Hurricanes Are Getting Stronger, Study Says

September 15, 2005

Warming ocean temperatures appear to be fueling stronger, more intense hurricanes around the world, a new study suggests.

The number of storms that reach Category Four and Five—the most powerful, damaging hurricanes—has nearly doubled over the past 35 years, the study finds. However, the frequency and duration of hurricanes overall have stayed about the same.

Category Four hurricanes have sustained winds from 131 to 155 miles an hour (211 to 249 kilometers an hour). Category Five hurricanes—like Katrina at its peak in the Gulf of Mexico—have sustained winds of 156 miles an hour (251 kilometers an hour) or more.

The study finds that the increase in hurricane intensity coincides with a rise in sea surface temperatures around the world of about 1ºF (0.5ºC) between 1970 and 2004.

Writing in tomorrow's issue of the journal Science, the study's authors stop shy of pinning the increase in hurricane intensity on global warming. To do so would require a longer historical period of study and a better understanding of hurricane dynamics, they say.

But in an interview with National Geographic News, the study's lead author, Peter Webster, said, "I'm prepared to make an attribution to global warming."

If the increases in hurricane strength and sea surface temperatures were part of a natural cycle, as some scientists believe, then there would be decreases in other regions to compensate for them. But the increases found in the study are both worldwide.

"There's a plus and minus with oscillations," said Webster, an atmospheric scientist at the Georgia Institute of Technology in Atlanta. "What we see is a universal increase [in temperature] and a universal change in hurricane intensity."

Scientists know that warm ocean waters fuel hurricanes. Webster says it therefore follows that the more fuel there is, the bigger the storms will be. But why the frequency and duration of hurricanes aren't also rising is poorly understood.

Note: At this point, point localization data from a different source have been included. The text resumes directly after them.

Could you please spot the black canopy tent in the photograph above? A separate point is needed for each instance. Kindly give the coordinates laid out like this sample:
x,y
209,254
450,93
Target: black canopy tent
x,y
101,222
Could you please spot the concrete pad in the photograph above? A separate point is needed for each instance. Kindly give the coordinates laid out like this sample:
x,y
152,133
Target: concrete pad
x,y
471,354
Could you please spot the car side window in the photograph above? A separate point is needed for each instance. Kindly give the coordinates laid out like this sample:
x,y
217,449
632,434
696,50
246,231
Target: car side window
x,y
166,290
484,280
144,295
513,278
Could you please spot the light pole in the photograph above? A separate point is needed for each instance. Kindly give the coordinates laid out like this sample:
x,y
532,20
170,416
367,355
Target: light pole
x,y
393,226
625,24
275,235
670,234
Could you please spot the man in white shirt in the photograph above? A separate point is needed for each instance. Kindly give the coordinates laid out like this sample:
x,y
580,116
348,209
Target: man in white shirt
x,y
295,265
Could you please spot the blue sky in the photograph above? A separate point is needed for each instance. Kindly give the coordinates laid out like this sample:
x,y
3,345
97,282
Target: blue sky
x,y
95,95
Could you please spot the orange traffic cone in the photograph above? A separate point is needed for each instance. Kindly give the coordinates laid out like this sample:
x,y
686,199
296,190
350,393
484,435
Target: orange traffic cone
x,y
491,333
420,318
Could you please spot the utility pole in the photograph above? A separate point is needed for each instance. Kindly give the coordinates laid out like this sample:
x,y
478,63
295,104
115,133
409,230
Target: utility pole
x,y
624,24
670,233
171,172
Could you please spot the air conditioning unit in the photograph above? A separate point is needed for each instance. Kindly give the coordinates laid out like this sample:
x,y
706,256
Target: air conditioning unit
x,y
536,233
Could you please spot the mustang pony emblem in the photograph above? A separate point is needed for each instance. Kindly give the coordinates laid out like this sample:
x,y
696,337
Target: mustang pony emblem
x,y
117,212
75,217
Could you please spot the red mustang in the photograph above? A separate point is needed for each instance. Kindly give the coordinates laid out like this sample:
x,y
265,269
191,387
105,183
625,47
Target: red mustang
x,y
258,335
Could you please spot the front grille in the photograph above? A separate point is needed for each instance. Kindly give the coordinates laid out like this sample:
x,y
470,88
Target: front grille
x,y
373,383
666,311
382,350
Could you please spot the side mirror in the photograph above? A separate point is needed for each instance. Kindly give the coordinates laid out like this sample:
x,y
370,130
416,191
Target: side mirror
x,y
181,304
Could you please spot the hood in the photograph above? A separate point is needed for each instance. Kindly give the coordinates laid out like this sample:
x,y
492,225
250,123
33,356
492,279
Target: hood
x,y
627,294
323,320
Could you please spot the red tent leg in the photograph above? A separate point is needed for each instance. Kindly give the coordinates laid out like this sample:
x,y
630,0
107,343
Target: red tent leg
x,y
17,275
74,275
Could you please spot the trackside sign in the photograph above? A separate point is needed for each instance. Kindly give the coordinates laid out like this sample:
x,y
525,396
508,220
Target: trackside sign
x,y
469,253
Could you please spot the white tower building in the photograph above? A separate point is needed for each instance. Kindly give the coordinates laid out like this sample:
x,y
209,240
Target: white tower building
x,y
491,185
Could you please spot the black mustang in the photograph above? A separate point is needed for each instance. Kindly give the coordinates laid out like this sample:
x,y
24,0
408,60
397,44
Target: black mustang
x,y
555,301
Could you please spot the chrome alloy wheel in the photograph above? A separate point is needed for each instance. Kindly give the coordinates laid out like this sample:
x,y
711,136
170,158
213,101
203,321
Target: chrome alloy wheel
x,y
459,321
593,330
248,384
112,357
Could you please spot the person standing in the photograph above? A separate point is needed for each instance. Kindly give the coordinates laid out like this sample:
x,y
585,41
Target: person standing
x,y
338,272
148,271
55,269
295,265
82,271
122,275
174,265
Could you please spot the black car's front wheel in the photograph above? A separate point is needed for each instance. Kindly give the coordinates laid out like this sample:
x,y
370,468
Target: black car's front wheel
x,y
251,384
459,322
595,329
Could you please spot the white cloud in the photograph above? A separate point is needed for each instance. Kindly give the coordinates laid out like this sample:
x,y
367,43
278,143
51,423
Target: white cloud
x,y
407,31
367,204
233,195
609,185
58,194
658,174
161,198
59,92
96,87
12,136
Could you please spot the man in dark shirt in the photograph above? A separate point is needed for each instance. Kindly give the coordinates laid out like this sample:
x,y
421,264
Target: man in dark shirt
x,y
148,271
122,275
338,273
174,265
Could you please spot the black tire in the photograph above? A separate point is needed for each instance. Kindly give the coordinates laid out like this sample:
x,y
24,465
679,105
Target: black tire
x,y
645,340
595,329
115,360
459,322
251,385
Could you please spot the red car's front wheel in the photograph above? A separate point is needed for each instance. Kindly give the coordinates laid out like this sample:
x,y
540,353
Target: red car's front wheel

"The relationship between sea surface temperature and intensity is not one that has surprised us," Webster said in a telephone briefing with reporters. "The other factors mentioned for hurricanes are more awkward."

Results Questioned

Chris Landsea, a meteorologist with NOAA's National Hurricane Center in Miami, said that the increase in hurricane strength that Webster's team has observed is questionable.